Gestern ging meine reise mal wieder an die küste 
um 16 uhr im wasser gewesen und ein horni nach den anderen konnte ich verhaften auf einer grauen garnele 
bis zum abend hatte ich ca 30 stück davon habe ich 10 mitgenommen 
weihnachsgeschenke für die nachbarn 
endlich fing die dämmerung an und die ersten fische zeigten sich denn auch 
in der dämmerung fing ich denn endlich meine erste meerforelle dieses jahr :vik:das war eine astreine silberne schönheit :g wo ich sie gesehen hatte haben meine beine ganz schön gezittert 
so viel angst hatte ich das ich diesen fisch verletze 
da sie gerade mal 20cm groß war 
lg andre


----------



## Hansen fight (2. Juni 2011)

*AW: Aktuelle Meerforellenfänge Juni 2011*



xfishbonex schrieb:


> Gestern ging meine reise mal wieder an die küste
> um 16 uhr im wasser gewesen und ein horni nach den anderen konnte ich verhaften auf einer grauen garnele
> bis zum abend hatte ich ca 30 stück davon habe ich 10 mitgenommen
> weihnachsgeschenke für die nachbarn
> ...




Na mein Lieber #h
Geht doch , auch wenn nur 20 cm


----------



## Heringsfresser (2. Juni 2011)

*AW: Aktuelle Meerforellenfänge Juni 2011*

jap auch von mir petri, der knoten is geplatzt. jetzt gehts wieder in die vollen:m


----------



## OssiHWI (3. Juni 2011)

*AW: Aktuelle Meerforellenfänge Juni 2011*

@ Bone

Ich bin stolz auf dich Andre.
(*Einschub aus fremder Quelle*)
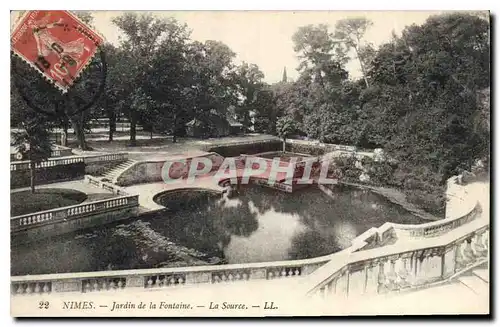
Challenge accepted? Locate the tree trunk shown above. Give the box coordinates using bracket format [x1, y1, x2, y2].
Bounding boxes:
[70, 115, 89, 151]
[130, 109, 137, 146]
[30, 155, 36, 194]
[172, 114, 177, 143]
[354, 46, 370, 88]
[105, 101, 116, 142]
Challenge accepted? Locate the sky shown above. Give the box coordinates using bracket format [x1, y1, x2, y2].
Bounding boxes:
[11, 11, 450, 83]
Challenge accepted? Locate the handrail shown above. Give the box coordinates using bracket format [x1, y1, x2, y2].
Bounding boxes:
[302, 220, 489, 295]
[11, 200, 477, 292]
[10, 195, 139, 232]
[10, 153, 128, 171]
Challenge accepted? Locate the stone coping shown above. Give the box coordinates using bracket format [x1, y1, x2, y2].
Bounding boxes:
[11, 178, 480, 281]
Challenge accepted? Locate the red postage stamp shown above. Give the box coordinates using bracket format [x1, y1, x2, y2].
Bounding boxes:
[11, 10, 104, 92]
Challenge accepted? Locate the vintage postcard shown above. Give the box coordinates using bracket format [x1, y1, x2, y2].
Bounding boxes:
[10, 10, 491, 317]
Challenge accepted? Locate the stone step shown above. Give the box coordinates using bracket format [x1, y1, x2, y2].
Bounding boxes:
[472, 269, 490, 283]
[458, 276, 489, 295]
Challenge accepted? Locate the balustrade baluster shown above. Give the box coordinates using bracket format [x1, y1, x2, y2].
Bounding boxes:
[377, 261, 388, 293]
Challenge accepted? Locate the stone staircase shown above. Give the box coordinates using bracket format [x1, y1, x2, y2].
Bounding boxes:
[457, 266, 490, 297]
[101, 159, 137, 183]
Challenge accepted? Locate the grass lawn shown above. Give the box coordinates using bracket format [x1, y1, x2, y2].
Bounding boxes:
[10, 188, 87, 217]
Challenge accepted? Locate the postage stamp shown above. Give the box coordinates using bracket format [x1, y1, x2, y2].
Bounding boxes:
[11, 10, 104, 92]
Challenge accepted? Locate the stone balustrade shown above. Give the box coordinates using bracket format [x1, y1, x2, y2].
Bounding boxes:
[10, 153, 128, 171]
[83, 152, 128, 164]
[11, 177, 489, 298]
[391, 202, 482, 237]
[10, 195, 139, 232]
[84, 175, 128, 195]
[10, 157, 84, 171]
[11, 257, 328, 295]
[305, 221, 489, 299]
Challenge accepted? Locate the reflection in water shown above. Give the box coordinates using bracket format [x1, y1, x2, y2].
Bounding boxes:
[11, 186, 423, 275]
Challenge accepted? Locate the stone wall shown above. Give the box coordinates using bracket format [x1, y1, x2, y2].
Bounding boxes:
[10, 161, 85, 188]
[10, 195, 139, 244]
[207, 140, 283, 157]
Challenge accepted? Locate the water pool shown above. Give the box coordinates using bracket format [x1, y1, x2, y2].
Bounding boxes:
[11, 186, 425, 275]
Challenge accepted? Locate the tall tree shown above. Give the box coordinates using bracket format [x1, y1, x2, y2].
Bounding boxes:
[11, 90, 54, 193]
[234, 62, 264, 128]
[113, 12, 175, 146]
[334, 17, 373, 87]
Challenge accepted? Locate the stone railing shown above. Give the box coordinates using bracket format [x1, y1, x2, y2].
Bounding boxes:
[11, 176, 489, 297]
[84, 175, 128, 195]
[302, 220, 489, 300]
[10, 157, 83, 171]
[11, 251, 328, 295]
[83, 153, 128, 164]
[10, 195, 139, 232]
[10, 153, 128, 171]
[393, 202, 481, 237]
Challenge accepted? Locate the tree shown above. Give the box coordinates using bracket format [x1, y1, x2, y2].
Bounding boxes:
[276, 116, 296, 152]
[292, 24, 346, 87]
[234, 62, 264, 128]
[11, 91, 52, 193]
[334, 17, 373, 87]
[113, 12, 177, 146]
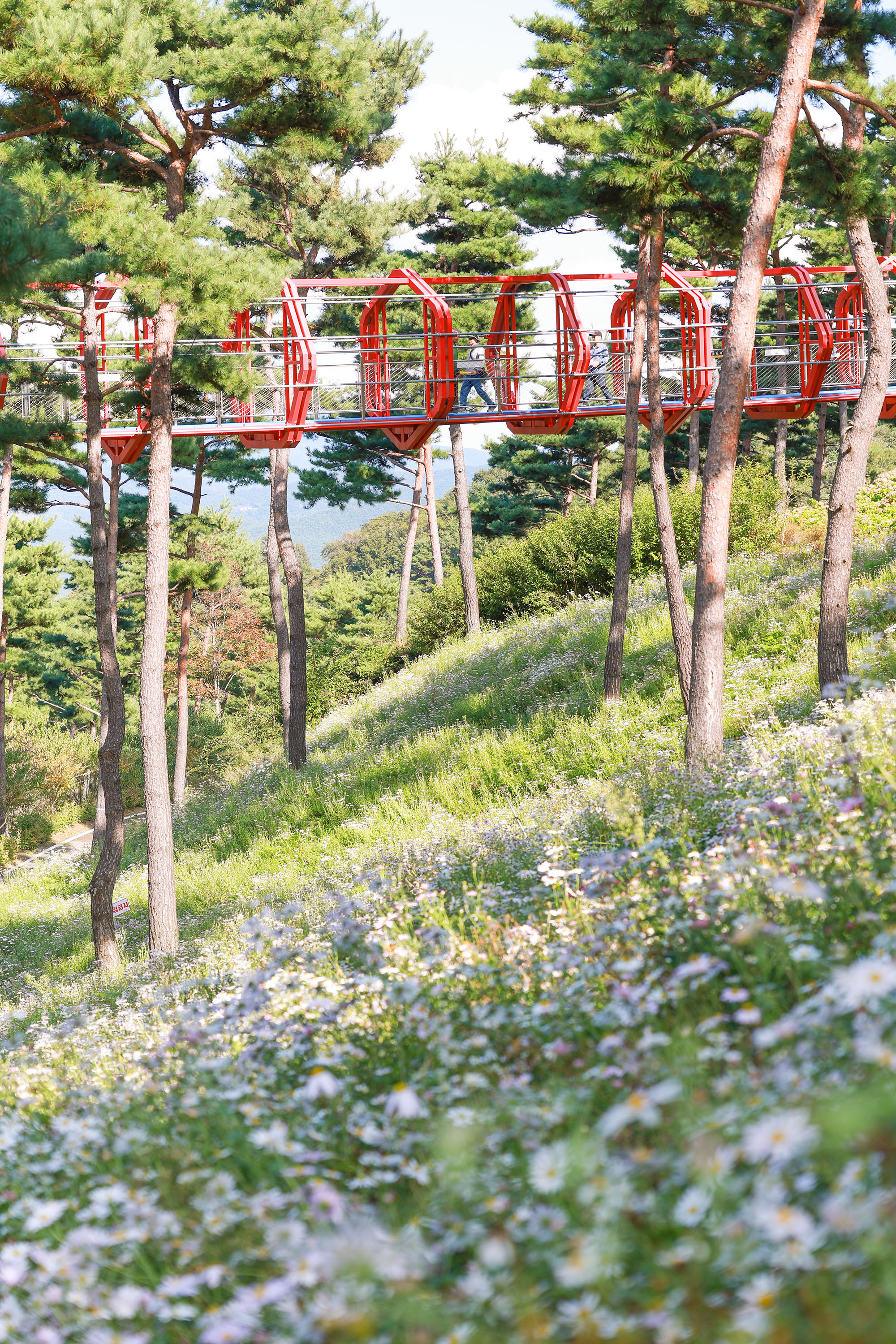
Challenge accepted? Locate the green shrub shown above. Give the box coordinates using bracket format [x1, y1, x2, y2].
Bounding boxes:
[409, 464, 778, 656]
Und dann auch gleich so eine Granate... Aber jetzt hast du endlich wieder Fisch in den Händen gehabt und kannst dich ja langsam steigern...


----------



## xfishbonex (3. Juni 2011)

*AW: Aktuelle Meerforellenfänge Juni 2011*



OssiHWI schrieb:


> @ Bone
> 
> Ich bin stolz auf dich Andre. Und dann auch gleich so eine Granate... Aber jetzt hast du endlich wieder Fisch in den Händen gehabt und kannst dich ja langsam steigern...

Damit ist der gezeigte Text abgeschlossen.